Telstra will return A$380 million in cash to its Australia operations through a pre-completion dividend. Telstra said sale proceeds “will be incremental” to its predicted three-year excess free cash flow of $2 to $3 billion. “Subject to completion adjustments, Telstra will also record an accounting impairment of approximately A$130 million in FY2012, and an additional impairment of approximately A$130 million in FY2013 which is largely due to unrealised foreign currency losses.”

“The deal is a natural one, bringing together TelstraClear’s fixed telecommunications and data products and corporate client-base with Vodafone New Zealand’s mobile offering and retail customer-base,” Telstra CEO, David Thodey, said in a statement. “The transaction is consistent with Telstra’s overall strategy and capital management framework that we outlined in April.”

“The two businesses are very complementary and, when combined, will enhance our ability to meet the communications needs of customers from the Far North to Southland,” Vodafone NZ CEO Russell Stanners said in a separate statement. “The transaction is expected to create significant cost and capex savings from a combination of the two companies’ networks, commercial operations and administrative functions. If approved, it will create a new force in the New Zealand market in readiness for the ultra-fast broadband roll out, providing customers with a full suite of fixed and mobile telecommunications products.”

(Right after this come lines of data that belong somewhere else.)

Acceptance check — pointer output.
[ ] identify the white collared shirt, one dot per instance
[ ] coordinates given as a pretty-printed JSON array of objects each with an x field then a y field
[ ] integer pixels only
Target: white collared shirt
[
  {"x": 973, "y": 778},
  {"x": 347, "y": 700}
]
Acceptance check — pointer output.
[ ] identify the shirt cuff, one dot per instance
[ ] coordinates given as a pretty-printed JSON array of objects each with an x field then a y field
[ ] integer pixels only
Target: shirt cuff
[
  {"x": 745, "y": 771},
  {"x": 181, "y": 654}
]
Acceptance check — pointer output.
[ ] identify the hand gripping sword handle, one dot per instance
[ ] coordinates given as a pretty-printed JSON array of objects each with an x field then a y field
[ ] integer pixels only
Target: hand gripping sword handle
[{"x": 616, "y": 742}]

Telstra may be “clearing the decks in the regulatory context” so that it can later take over Telecom New Zealand, Gartner analyst Geoff Johnson told Computerworld Australia. “Given its free cash flow forecast for the next few years … the scale is something they could entertain. Whether it makes corporate sense is another thing.”

“Telstra is well enough organised … to make sure that it puts this one place first without making some kind of hairy offer for Telecom New Zealand and then maybe solving the regulators’ issues,” he said. “You do it up front [and] that’s a nice clean deal.”

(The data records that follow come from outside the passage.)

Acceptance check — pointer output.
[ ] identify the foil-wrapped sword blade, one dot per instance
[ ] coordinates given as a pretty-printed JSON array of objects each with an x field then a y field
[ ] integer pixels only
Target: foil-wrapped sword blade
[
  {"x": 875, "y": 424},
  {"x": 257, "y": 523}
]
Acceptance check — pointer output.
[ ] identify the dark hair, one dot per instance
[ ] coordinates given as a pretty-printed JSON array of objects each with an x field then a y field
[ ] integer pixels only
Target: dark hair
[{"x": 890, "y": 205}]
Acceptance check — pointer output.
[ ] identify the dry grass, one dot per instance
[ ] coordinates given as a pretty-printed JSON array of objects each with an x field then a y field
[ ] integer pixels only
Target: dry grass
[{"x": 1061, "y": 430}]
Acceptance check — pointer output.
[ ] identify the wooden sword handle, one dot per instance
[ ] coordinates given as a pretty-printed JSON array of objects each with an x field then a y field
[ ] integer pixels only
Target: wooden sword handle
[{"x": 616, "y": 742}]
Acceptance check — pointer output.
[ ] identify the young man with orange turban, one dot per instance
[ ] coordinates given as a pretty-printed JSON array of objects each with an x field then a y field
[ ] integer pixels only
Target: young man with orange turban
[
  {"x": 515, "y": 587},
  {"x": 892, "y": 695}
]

"We do not intend buying Telecom NZ," a Telstra spokeswoman responded.

BuddeComm analyst, Paul Budde, said Telstra no longer had a need for TelstraClear. “Telstra had more of a defensive role” owning TelstraClear because Telecom NZ owned AAPT in Australia. “With [Telecom NZ] selling AAPT there was no longer a need to hold on to TelstraClear.”

Telstra has exited a difficult position in New Zealand, while Vodafone is now a worthy rival to Telecom New Zealand in both mobile and fixed, Ovum said. “The market will become more rational following the sale of TelstraClear, with two large integrated and scaled operators, alongside smaller value-seeking players to keep competition alive and well,” said Ovum analyst, David Kennedy.

The deal requires regulatory approval by the New Zealand Commerce Commission, Overseas Investment Office and the Ministry of Business, Innovation and Employment. Telstra estimated getting regulatory approvals would “take a number of months,” while Vodafone New Zealand said it expects to complete the acquisition in Q4 2012.

The Telstra/Vodafone deal “will complete” with no great difficulty, Johnson predicted. “This is the market preparing for more complete service offering” combining mobile and fixed data services.”

But in a recent blog post, Budde said there could be “significant scrutiny of the possible deal” because it could portend Vodafone domination in NZ. “If Telstra does not take over Telecom it is hard not to conclude that Vodafone will become the long-term dominant player in the New Zealand market.”

“But the government and the Commerce Commission will also need to accept that the New Zealand market does have competition limitations,” Budde said. Perhaps some stringent wholesale/resale clauses and sharing of mobile infrastructure with companies such as 2Degrees will be attached to the merger.”

“On the other hand, if Telstra is indeed going to take over Telecom the market dynamics in New Zealand could be strengthened, and such a comprehensive scenario might be more attractive to the regulator,” Budde said. “One difficulty will be that a more efficient operation will involve fewer people and – be it short-term or long-term – the merger will have a negative effect on the people currently employed within Telecom; and that, of course, will have some political implications.”